Ford Motor Company: fleet and inventory down
• Sales down 20% (absolute) to 161,246. Fleet was down 42% (on an absolute basis) and retail sales were down 5% (on an absolute basis). Fleet represented 29% of total volumes in January 2007 versus 38% in January 2006. Also, last year 60% of fleet was to "daily rent" with 40% going to commercial and government, whereas this year 36% of fleet went to daily rent, while 60% of the fleet volumes were to the government and commercial entities. So not only did they improve their retail/fleet mix, but they improved the mix of their fleet units toward the more profitable commercial and government sales.
• Sales down 23.2% (selling days).
• Inventories 591,000, down 23% from January 2006. Management said they think inventories are in very good shape.
• Important quotes from the call: Regarding inventories: "Don't want to have water torture where it takes years to bring down inventories. So as painful as it was, and you saw it in our 4Q income statement, our strategy this summer was to get this (inventory glut) behind us." Also, "January is the most difficult month of the year to predict and extrapolate the data because it is the weakest month of the year."
Thoughts about the future: George Pipas (Ford's head of sales analysis) indicated that retail unit volumes were likely to stabilize (be "more consistent") in the second half, but "I wouldn't rule out some retail increases in the first half" he said.
DaimlerChrysler: sales up 0.1%, "dealer relations are a huge priority"
• Sales up 0.1% (absolute) to 156,308. Retail up slightly (single digit), fleet down slightly.
• Sales down 3.5% (on a selling days basis).
• Inventories 488,410, down 11% from January 2006. About 18% of the company's inventories are model year 2006, 82% are 2007 model year vehicles.
• Important quotes from the call: I think they had to mention dealer relations (and the importance of) 10 or 15 times (but I didn't take a formal count). Specifically they said: "dealer relations are a huge priority. We had a meeting this month with the dealer council. Squared off a lot of things to make sure our strategies are aligned."

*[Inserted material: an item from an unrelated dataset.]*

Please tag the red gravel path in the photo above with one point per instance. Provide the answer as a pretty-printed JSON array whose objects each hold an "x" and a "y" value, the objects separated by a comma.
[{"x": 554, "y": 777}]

Thoughts about the future: Management said they are in the midst of "a very aggressive new vehicle launch." They have entered a lot of new segments and expect "incremental share." The goal is to "maximize new vehicles at the right price, meaning that customers get value, and we make money and so can dealers."
Foreign brands gain share
In total, based on the results Ward's compiled, the "Big 3" sold 51.8% of all new units in January 2007, down 530 basis points (5.3 "percentage" points) from the 57% share (of all new vehicle sales) they held in January 2006. GM's share fell 3.2 percentage points (from last January) to account for only 22.5% of all new vehicle sales in the month. Ford also lost share, down nearly three percentage points (from last January) to only account for 14.8% of the industry volumes.
The winners? Asian automakers, on the other hand accounted for 42.3% of all new vehicle sales in January 2007 versus 37.7% last year. The European vehicle brands (BMW, Mercedes, Porsche and Volkswagen), also gained share, accounting for 6% of all new vehicle sales in January 2007 versus 5.3% in January 2006.
A little more specifically among brands, Nissan, saw its market share climb 1 full percentage point to 7.6% of all new vehicle sales. Toyota's share climbed over 2 percentage points to 16.2% of all new vehicle sales (versus 14.1% last year). And Kia gained half a percent (to 2.1% from 1.6% last year). Among the European brands, Mercedes was the big winner, also gaining half a percent of market share to 1.6% of all new vehicle sales versus 1.1% last January.